Australian Broadcasting Corp. closes office over breast cancer risk
Last Updated: Thursday, December 21, 2006 | 9:35 AM ET
Australian Broadcasting Corporation
The Australian Broadcasting Corporation is pulling out of its Brisbane offices because of what it calls a significant atypical spike in the incidence of breast cancer among staff.
Staff will be moved off site within days after an independent investigation confirmed an incidence of breast cancer among them is up to 11 times higher than for the wider community.
Since 1995, 10 women have developed the disease while working on the site.
ABC managing director Mark Scott has promised counselling and other support, including funding for medical tests, for anyone who may be affected by a high rate of cancer at the Brisbane studios.

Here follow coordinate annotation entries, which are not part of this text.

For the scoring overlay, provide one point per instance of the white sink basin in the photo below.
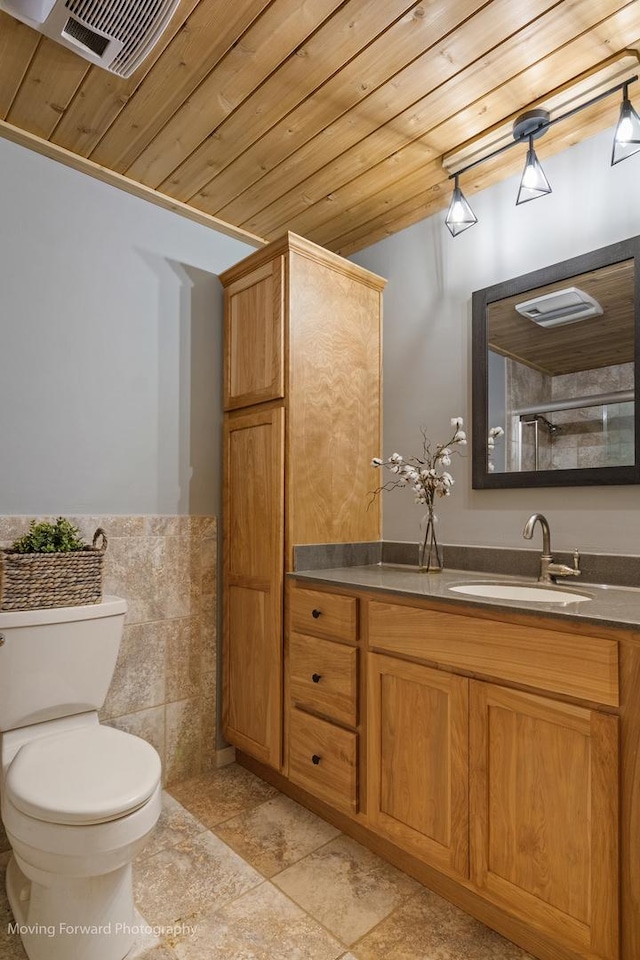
(534, 592)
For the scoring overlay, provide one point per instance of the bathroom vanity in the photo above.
(490, 749)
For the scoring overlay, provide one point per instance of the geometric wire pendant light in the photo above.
(460, 216)
(626, 140)
(530, 126)
(534, 183)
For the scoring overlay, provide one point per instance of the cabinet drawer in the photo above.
(323, 760)
(324, 677)
(577, 666)
(323, 614)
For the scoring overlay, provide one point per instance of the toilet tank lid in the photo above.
(84, 776)
(107, 607)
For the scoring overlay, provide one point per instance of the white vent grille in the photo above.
(137, 24)
(561, 307)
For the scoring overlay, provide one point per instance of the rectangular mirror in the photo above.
(554, 356)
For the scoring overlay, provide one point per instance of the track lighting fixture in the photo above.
(460, 215)
(626, 140)
(527, 128)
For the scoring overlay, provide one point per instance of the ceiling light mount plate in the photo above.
(533, 123)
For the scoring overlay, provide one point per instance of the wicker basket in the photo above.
(32, 580)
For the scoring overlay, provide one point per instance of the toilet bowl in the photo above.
(78, 799)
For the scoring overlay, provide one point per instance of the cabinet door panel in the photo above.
(253, 575)
(417, 756)
(254, 337)
(544, 814)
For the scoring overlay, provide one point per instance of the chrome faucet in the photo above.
(548, 569)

Sydney University public health Prof. Bruce Armstrong's investigation has not found a direct cause of the cancer cluster, despite extensive testing.
The decision to remove staff from the Toowong studios was made as soon as Armstrong's report was delivered, Scott said.

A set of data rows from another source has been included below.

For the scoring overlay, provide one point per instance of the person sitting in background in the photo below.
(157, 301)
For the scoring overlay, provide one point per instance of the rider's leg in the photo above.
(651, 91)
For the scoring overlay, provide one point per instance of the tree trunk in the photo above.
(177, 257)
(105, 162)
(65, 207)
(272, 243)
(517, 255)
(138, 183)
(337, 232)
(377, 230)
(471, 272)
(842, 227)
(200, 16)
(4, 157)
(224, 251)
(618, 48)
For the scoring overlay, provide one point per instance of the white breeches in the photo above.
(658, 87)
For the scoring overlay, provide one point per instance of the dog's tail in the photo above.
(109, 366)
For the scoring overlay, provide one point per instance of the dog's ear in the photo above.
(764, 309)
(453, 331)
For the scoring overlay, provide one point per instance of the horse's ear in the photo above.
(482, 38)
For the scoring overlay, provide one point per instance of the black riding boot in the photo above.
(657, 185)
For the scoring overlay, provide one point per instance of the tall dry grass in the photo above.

"We are undertaking immediate moves to relocate the ABC offices and facilities here from this site at Toowong to other premises around Brisbane," he said.
"This process is starting today immediately and will take place in coming weeks, and we expect that by the end of January, we will have cleared most of this site."
The radio and television newsrooms have already been cleared.
One of the women who suffered from breast cancer while working for ABC News, Lisa Backhouse, said she is relieved about the decision to shut down the site.
"I would like to say to management, 'Thank you also for acting, but it's a shame it it wasn't done earlier,'" she said.
"It's a real pity it wasn't and it's a shame it took another person getting sick."
Queensland Premier Peter Beattie said the state government will help the ABC find a new Brisbane site.